Aparte de esa forma de narrar tan ágil, donde la música, en su mayoría canciones que ya existían previamente, juega un papel determinante, el tono paródico que se desprende de las acciones y sobre todo de los personajes nos devuelve la impronta de un estilo que por una parte vendría a ser heredero del primer Scorsese, así como de Robert Altman y, al mismo tiempo, conecta de pleno con la tradición inaugurada por Tarantino a principios de los noventa.
Sin embargo, y pese a esos modelos tan evidentes de los que bebe, el cine de PTA se debe a sí mismo y de ahí ese tono desencantado que se percibe bajo la accidentada existencia de una familia de viejos revolucionarios venidos a menos, padre e hija, siempre huyendo, siempre intentando recordar unas contraseñas tan estrambóticas como sus propias vidas, que son el fiel reflejo de la muerte de los ideales en un mundo cada vez menos propenso a aceptar la radicalidad de su discurso.
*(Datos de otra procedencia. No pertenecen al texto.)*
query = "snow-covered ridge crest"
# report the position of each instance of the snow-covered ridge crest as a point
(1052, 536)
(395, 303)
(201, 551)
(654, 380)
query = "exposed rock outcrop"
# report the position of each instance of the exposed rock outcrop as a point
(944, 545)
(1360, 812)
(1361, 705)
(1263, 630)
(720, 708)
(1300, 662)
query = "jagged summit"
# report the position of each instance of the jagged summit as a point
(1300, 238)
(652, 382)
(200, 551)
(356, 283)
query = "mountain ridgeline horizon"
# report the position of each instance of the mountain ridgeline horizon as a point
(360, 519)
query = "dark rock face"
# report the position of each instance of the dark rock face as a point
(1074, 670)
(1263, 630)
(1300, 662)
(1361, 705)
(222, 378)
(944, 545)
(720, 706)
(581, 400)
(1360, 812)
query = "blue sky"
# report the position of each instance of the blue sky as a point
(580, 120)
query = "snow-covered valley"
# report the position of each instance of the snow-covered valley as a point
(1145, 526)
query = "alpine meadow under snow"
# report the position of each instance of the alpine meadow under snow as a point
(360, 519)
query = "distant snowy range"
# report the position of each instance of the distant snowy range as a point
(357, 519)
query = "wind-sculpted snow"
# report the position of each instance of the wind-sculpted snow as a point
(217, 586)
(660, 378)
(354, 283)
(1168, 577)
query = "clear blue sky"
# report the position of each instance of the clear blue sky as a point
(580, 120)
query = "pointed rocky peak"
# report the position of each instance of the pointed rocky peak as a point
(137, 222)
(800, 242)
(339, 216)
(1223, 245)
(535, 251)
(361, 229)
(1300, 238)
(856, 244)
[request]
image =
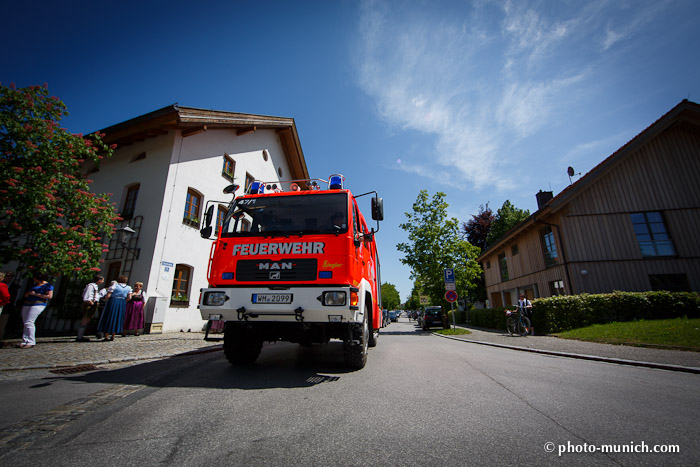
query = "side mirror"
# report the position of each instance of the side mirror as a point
(209, 216)
(377, 209)
(231, 189)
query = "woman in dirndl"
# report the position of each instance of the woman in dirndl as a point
(133, 320)
(112, 319)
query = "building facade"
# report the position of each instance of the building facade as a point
(630, 224)
(167, 166)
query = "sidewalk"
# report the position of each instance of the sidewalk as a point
(677, 360)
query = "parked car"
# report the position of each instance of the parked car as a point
(432, 317)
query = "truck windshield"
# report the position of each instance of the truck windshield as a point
(287, 215)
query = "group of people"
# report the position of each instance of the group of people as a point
(123, 310)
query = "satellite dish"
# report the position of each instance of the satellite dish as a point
(571, 173)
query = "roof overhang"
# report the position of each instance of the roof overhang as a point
(190, 121)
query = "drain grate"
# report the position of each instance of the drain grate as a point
(74, 369)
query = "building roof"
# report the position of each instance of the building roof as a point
(685, 115)
(191, 120)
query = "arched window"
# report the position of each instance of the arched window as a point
(229, 167)
(193, 205)
(181, 285)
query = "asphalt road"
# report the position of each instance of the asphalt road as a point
(421, 400)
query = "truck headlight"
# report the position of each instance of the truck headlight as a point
(334, 298)
(214, 298)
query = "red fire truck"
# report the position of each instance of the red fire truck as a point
(297, 265)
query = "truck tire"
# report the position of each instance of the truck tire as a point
(373, 335)
(241, 346)
(355, 348)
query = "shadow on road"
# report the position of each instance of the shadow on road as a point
(280, 365)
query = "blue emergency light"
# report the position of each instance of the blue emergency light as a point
(256, 187)
(335, 182)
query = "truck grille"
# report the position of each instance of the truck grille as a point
(276, 271)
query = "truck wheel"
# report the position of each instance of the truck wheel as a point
(373, 335)
(355, 349)
(241, 346)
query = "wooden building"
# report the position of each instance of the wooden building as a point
(632, 223)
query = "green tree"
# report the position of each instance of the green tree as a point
(49, 220)
(507, 217)
(390, 296)
(434, 243)
(478, 227)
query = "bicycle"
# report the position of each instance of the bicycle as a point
(517, 324)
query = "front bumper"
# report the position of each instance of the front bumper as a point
(300, 304)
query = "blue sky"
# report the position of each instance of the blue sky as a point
(482, 100)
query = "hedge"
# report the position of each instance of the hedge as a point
(564, 312)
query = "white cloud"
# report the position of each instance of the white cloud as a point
(482, 81)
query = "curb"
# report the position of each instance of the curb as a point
(618, 361)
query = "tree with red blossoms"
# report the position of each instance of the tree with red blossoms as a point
(49, 219)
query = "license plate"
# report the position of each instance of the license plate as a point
(272, 298)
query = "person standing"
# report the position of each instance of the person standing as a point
(91, 299)
(4, 292)
(525, 307)
(35, 301)
(133, 320)
(112, 319)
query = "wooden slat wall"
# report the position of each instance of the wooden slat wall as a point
(663, 175)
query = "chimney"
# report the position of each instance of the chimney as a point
(543, 197)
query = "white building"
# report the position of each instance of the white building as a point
(167, 165)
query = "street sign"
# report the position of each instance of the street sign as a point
(449, 276)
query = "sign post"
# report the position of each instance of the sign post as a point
(451, 295)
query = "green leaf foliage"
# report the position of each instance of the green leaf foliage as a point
(49, 220)
(390, 297)
(434, 243)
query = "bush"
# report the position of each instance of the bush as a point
(490, 318)
(564, 312)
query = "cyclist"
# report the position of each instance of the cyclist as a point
(525, 306)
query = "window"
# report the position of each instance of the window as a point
(550, 246)
(132, 194)
(652, 236)
(138, 157)
(503, 265)
(113, 272)
(193, 203)
(670, 282)
(220, 217)
(556, 288)
(181, 285)
(229, 167)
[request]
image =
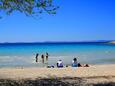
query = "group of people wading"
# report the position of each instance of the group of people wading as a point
(42, 57)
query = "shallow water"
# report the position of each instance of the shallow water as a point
(23, 54)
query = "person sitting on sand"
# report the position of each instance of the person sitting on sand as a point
(79, 65)
(74, 63)
(86, 65)
(60, 64)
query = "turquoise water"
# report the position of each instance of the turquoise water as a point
(23, 54)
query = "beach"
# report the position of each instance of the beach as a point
(104, 73)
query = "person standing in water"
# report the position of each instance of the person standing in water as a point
(36, 57)
(42, 56)
(47, 56)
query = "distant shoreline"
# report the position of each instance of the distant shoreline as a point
(60, 42)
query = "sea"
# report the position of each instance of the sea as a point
(23, 54)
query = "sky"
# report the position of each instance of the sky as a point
(76, 20)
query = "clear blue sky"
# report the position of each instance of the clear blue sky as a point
(76, 20)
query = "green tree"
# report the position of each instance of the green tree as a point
(28, 7)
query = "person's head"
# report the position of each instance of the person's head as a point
(60, 60)
(75, 59)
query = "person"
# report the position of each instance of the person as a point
(74, 63)
(60, 64)
(79, 65)
(86, 65)
(42, 56)
(47, 56)
(36, 57)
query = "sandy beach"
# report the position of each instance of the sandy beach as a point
(92, 74)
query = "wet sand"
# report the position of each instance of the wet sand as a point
(92, 74)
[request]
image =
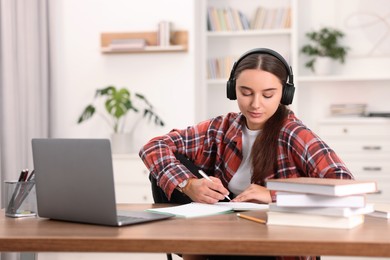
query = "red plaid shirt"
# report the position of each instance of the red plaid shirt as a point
(216, 146)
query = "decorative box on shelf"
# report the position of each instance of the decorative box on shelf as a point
(363, 143)
(142, 42)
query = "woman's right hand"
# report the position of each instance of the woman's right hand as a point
(205, 191)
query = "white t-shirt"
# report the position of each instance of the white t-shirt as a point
(242, 178)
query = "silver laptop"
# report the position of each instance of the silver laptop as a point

En definitiva, lo esencial de la película no reside tanto en la historia de un hombre enfrentándose a su pasado, sino en cómo esa lucha personal se convierte en una metáfora del agotamiento moral de las sociedades que alguna vez creyeron en el cambio. Lo cual provoca que Anderson no filme sólo una venganza o una redención, sino una batalla constante —política, emocional y espiritual— entre ideales rotos y sistemas que se reciclan en su violencia. La trascendencia de la película, pues, está en mostrar que lo verdaderamente revolucionario ya no es tomar las armas, sino atreverse a sostener una ética en un mundo que premia la resignación.